Pub-goers are drinking 3.6million pints fewer a day than they were a decade ago, according to latest figures.
The British Beer & Pub Association's (BBPA's) UK Quarterly Beer Barometer, published today, also shows that beer sales have slumped 8.2 per cent in the first quarter of 2009 compared to last year - a drop of 1.7million pints per day.
The announcement of the drop - which is the biggest first quarter fall since 1997 - comes hot on the heels of Chancellor Alistair Darling announcing a two per cent hike in alcohol duty.
David Long, BBPA chief executive, said: "These figures provide more telling evidence of the intense pressure in one of Britain's most important sectors.
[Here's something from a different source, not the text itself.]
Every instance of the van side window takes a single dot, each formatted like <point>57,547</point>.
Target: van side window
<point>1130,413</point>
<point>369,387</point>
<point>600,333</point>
"Falling beer sales means more publicans struggling to keep their pub doors open. Closing pubs means tens of thousands of job losses and the heart taken out of many communities.
"With the Budget last week, government tax policy continues to make this situation worse, despite widespread public and political support for the BBPA and Campaign for Real Ale's Axe the Beer Tax - Save the Pub campaign."
In total, 68 million fewer pints were sold in the on-trade during January to March 2009 compared with the same period in 2008.
The off-trade has also been hit with sales down 11 per cent.
The BBPA has questioned the government's policy of increasing alcohol tax and claims tax income from duty in January and February was down £17 million on the same period in 2008, despite an 18 per cent tax increase during the period.